Samedi 7 septembre, dans un coup de théâtre brutal dont il est coutumier, le président Trump a procédé sur Twitter à une annonce qui marquait une double rupture puisqu’il a annulé les rencontres secrètes qui devaient avoir lieu à Camp David avec les dirigeants du mouvement taleb et le président Ghani (séparément) tout en mettant un terme au processus de négociation engagé depuis le début de l’année entre l’administration américaine et la direction des Talibans. Cette annonce fait suite à un attentat à Kaboul, jeudi 5 septembre, ayant coûté la vie à douze personnes dont un soldat américain. Cette attaque a été revendiquée par le groupe rebelle malgré l’accord préliminaire de principe que Zalmay Khalilzad, représentant spécial de la Maison-Blanche pour la réconciliation de l’Afghanistan, était alors en passe de conclure avec le leadership insurgé lors des pourparlers à Doha. Cette nouvelle inflexion majeure constitue l’occasion de faire le point sur les résultats de ce cycle inédit de négociations et sur les enjeux de la présence militaire américaine sur le théâtre afghan.

 

En effet, le dernier week-end de l’été a été marqué par l’annonce faite par Zalmay Khalilzad, qu’Américains et Talibans s’approchaient de la version définitive d’un accord. Ce texte devait se traduire par le retrait de cinq bases d’environ 5600 soldats américains, soit environ un tiers des quelques 14 000 militaires américains actuellement déployés dans le pays (sur un total d’environ 22 000 soldats internationaux). Ce retrait aurait dû s’effectuer dans les cinq mois (135 jours) suivant la signature de l’accord. Du côté taliban, l’accord aurait impliqué un engagement à réduire la violence et à prévenir la reconstitution d’un sanctuaire terroriste sur le sol afghan, en particulier au profit d’al-Qaïda et de Daech. Cet accord qui se profilait entre les Américains et les Talibans aurait constitué un premier jalon en vue de l’ouverture d’un cycle de négociations intra-afghanes entre le groupe rebelle et le gouvernement afghan du président Ghani, soutenu par les Etats-Unis, qui aurait pris place à Oslo. Dans la perspective initiale, l’accord, si les négociations avaient abouti et qu’il avait été signé, aurait eu vocation à ouvrir la voie à un retrait de l’essentiel des forces américaines d’ici novembre 2020, conditionné à trois éléments :

1° que les Talibans engagent des négociations avec le gouvernement afghan ;

2° qu’ils réduisent le niveau de violence à proximité des zones actuellement contrôlées par les forces américaines ;

3° qu’ils excluent les combattants étrangers des zones dont ils ont le contrôle.

 

Cependant, si ces négociations marquaient une tentative historique de dialogue entre les belligérants, comme en témoignent les neuf cycles de pourparlers, et semblaient avoir permis de modestes avancées,  les parties étaient encore vraisemblablement loin de trouver un consensus.
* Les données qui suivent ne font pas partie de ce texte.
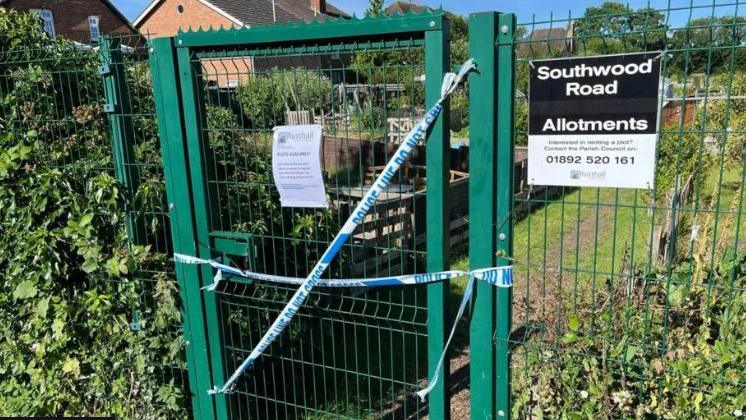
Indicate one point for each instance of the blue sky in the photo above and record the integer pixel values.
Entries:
(523, 8)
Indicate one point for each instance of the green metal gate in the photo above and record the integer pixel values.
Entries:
(348, 354)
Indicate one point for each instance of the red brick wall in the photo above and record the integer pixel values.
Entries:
(71, 17)
(165, 19)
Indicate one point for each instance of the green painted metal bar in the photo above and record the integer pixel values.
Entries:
(482, 200)
(122, 130)
(193, 103)
(170, 128)
(413, 24)
(437, 63)
(504, 184)
(341, 47)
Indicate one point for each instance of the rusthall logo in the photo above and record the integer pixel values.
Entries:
(575, 174)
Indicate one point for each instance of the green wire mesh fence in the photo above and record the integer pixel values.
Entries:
(621, 293)
(58, 94)
(350, 353)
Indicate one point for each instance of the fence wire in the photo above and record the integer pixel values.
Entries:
(57, 94)
(614, 288)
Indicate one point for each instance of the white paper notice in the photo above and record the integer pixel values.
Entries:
(296, 166)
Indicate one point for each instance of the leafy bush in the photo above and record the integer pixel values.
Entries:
(680, 152)
(684, 356)
(265, 97)
(72, 281)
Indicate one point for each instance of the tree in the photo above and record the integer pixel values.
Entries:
(614, 27)
(709, 45)
(375, 7)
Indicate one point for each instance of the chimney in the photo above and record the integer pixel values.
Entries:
(318, 7)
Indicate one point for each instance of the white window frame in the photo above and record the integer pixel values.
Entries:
(94, 29)
(47, 17)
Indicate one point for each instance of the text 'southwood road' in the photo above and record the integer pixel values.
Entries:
(593, 120)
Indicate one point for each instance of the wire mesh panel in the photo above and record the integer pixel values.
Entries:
(129, 110)
(54, 97)
(349, 353)
(625, 300)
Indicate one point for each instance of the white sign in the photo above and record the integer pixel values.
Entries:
(296, 166)
(593, 121)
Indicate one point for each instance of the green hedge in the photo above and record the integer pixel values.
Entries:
(71, 281)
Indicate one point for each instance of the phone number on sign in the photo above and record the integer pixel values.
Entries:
(592, 160)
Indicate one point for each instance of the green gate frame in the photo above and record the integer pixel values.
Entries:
(175, 85)
(491, 149)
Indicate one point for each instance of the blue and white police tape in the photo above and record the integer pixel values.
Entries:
(402, 280)
(450, 83)
(496, 276)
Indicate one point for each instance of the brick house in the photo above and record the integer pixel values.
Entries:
(83, 21)
(167, 17)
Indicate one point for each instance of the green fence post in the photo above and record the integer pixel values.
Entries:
(193, 102)
(437, 59)
(166, 90)
(504, 184)
(122, 131)
(482, 200)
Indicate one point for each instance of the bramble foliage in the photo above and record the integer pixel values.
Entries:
(265, 97)
(615, 363)
(70, 278)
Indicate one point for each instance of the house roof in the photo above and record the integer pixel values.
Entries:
(106, 3)
(544, 40)
(405, 7)
(257, 12)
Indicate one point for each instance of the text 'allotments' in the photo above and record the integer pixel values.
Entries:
(593, 121)
(296, 166)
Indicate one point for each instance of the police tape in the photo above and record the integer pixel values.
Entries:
(496, 276)
(450, 83)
Ce manque de consensus, lié au manque de confiance structurel qui caractérise la relation entre le mouvement taleb et l’administration américaine, rendait donc la signature de l’accord très incertaine.

 

Côté américain, l’identité du signataire du potentiel accord n’était pas encore arrêtée, il aurait pu s’agir de Zalmay Khalilzad, du secrétaire d’Etat Mike Pompeo ou bien encore d’une simple déclaration conjointe. La révélation que des rencontres secrètes étaient prévues à Camp David laisse désormais envisager la possibilité que Donald Trump lui-même aurait pu signer le texte. Selon des sources afghanes, le secrétaire d’Etat américain aurait refusé de signer une version de l’accord qui aurait équivalu à une reconnaissance des Talibans comme entité politique. Ces derniers avaient en effet proposé que l’accord engage les Etats-Unis et l’Emirat islamique d’Afghanistan, à savoir le nom officiel du régime fondé par les Talibans lors de leur prise du pouvoir en 1996. De son côté, le général Joseph Dunford, Chairman of the Joint Chiefs of Staff, avait émis une sérieuse réserve en éliminant toute perspective de désengagement total des forces américaines à ce stade, estimant qu’en l’état, les forces afghanes n’étaient pas en mesure d’assurer la sécurité du territoire afghan en l’absence de soutien international. Il a préconisé une approche pragmatique, tout accord devant être fondé sur l’évolution concrète des conditions sur le terrain.

 

A ce titre, le maintien d’un très haut niveau de violence dans le pays faisait planer un doute sérieux quant aux perspectives réelles d’un apaisement du climat sécuritaire. Ainsi, les cycles de négociation prenaient place parallèlement à une recrudescence des offensives et attaques conduites par les Talibans et Daech dans le pays. La fréquence de ces attaques est devenue quasi quotidienne, comme en témoigne la dernière en date, un attentat-suicide à Kaboul le 5 septembre, faisant environ dix victimes, dont un soldat américain et un soldat roumain, à laquelle s’est référé le président Trump dans sa décision de rompre les négociations. En parallèle, les offensives talibanes se sont multipliées à travers le pays pour prendre le contrôle de districts tenus par le gouvernement afghan (Kunduz, Baghlan, Badakhshan). Cette recrudescence de la violence des groupes islamistes se traduit par le nombre élevé de soldats américains tués en Afghanistan en 2019, soit 14 à la fin du mois d’août, un chiffre qui se place juste derrière celui de 2014 (40), alors que les opérations de combat en Afghanistan (Operation Enduring Freedom) venaient de prendre fin. Il convient en outre de rappeler que les pertes subies par les forces de sécurité et de défense afghanes ainsi que par la population civile sont encore largement supérieures. Au-delà des Talibans, l’Afghanistan est le théâtre d’une montée en puissance de Daech qui y disposerait d’environ 3500 combattants, et procède également à de multiples exactions dont la dernière, le 17 août, fit une soixantaine de victimes. Par ailleurs, différents rapports internationaux et américains mettent en exergue le renforcement des cellules d’al-Qaida dans les zones contrôlées par le mouvement taleb. Or, cette dynamique, en cas de retrait américain trop hâtif, risquerait de s’étendre à l’ensemble de la région, suscitant de nouveaux facteurs d’instabilité.

 

Au plan politico-stratégique, les risques liés à un désengagement précipité des forces américaines du théâtre afghan ont été mis en exergue tant par des experts américains que par les représentants du gouvernement afghan.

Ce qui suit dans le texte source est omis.